PREPARING for retirement is one thing, preparing for old age is quite another. Many the retirement plan or hopes have been dashed or derailed by either unforeseen circumstan­ce, or perhaps a change of position or attitude when the days of ‘ laying on’ in bed became a reality, and similarly, the path down the old age track is potholed with many an ambush or bump.

But, by and large, if one is lucky and healthy, lots of wants and wishes can get ticked off the ol’ bucket list, before the body wanes or the will weakens, and eventually the same ol’ bucket gets kicked into touch, as it were.
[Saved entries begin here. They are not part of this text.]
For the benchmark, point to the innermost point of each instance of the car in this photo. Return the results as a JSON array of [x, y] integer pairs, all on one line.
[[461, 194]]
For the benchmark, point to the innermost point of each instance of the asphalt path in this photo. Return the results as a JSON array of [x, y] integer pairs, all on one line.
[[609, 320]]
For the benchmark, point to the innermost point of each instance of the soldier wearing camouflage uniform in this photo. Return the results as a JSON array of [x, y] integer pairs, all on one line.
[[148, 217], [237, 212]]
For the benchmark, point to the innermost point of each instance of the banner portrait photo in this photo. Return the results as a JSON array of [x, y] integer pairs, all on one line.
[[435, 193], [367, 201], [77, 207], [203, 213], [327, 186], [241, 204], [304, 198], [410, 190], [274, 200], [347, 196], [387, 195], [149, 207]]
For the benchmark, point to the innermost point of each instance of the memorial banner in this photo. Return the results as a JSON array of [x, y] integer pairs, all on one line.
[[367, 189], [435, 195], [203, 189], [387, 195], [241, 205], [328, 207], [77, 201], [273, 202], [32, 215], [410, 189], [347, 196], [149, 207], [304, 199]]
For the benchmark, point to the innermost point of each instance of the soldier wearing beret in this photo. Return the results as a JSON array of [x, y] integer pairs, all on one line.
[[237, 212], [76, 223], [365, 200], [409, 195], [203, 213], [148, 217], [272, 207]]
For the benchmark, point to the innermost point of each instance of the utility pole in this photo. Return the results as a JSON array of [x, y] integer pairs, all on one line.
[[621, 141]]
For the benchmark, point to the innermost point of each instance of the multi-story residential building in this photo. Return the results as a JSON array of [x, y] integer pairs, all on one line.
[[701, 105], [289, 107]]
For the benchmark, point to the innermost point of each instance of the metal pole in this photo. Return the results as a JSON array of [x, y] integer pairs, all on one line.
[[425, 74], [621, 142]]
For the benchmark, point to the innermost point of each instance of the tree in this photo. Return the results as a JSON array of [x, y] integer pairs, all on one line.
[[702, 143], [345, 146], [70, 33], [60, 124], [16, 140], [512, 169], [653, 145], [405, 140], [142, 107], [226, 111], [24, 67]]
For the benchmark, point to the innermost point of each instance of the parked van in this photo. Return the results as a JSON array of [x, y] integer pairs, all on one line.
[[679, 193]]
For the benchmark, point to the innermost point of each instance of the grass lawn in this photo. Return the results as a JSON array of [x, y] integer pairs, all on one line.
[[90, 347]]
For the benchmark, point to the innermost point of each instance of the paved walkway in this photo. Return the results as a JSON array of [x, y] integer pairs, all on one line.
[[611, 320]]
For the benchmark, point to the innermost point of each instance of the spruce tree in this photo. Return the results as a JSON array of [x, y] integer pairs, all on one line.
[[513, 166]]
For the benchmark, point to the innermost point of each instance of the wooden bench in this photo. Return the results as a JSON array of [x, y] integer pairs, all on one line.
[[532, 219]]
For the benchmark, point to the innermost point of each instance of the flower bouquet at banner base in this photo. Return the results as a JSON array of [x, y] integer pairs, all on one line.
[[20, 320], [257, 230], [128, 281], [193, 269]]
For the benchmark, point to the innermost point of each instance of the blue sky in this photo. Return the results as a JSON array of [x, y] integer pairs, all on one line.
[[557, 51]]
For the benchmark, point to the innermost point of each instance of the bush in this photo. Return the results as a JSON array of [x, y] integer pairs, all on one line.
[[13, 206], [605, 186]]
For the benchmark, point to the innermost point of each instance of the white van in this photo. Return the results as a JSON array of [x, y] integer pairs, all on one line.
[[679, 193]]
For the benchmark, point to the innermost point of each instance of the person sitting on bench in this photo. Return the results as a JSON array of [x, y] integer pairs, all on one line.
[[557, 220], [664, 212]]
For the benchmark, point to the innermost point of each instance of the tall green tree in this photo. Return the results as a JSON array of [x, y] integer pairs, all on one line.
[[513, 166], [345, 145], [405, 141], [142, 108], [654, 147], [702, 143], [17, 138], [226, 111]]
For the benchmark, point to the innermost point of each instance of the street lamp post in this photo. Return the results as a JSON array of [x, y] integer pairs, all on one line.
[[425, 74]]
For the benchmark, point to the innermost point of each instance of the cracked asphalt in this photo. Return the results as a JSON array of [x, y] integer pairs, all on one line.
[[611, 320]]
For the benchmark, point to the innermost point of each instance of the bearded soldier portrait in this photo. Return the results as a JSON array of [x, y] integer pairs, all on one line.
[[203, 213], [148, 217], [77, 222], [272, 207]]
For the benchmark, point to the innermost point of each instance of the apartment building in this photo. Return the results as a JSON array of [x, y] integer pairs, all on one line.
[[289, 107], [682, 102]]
But, preparatio­ns for death, for the actual moment of death itself, that’s an altogether entirely different kettle of fish. Organisati­on and rationale as the pulse weakens and the breathing lightens? What is the likelihood or what price the odds that we would ever find ourselves in a position of control at that very moment? Master of the very final tick-tock as the last grain of sand drops through the hourglass of our existence? Remote to say the very least. But what a majesty of wonder and achievemen­t if we were to pull it off. Surely this, above all else would constitute one’s best laid plan? But we are only too aware of what happens to the best laid plans of mice and men, are we not?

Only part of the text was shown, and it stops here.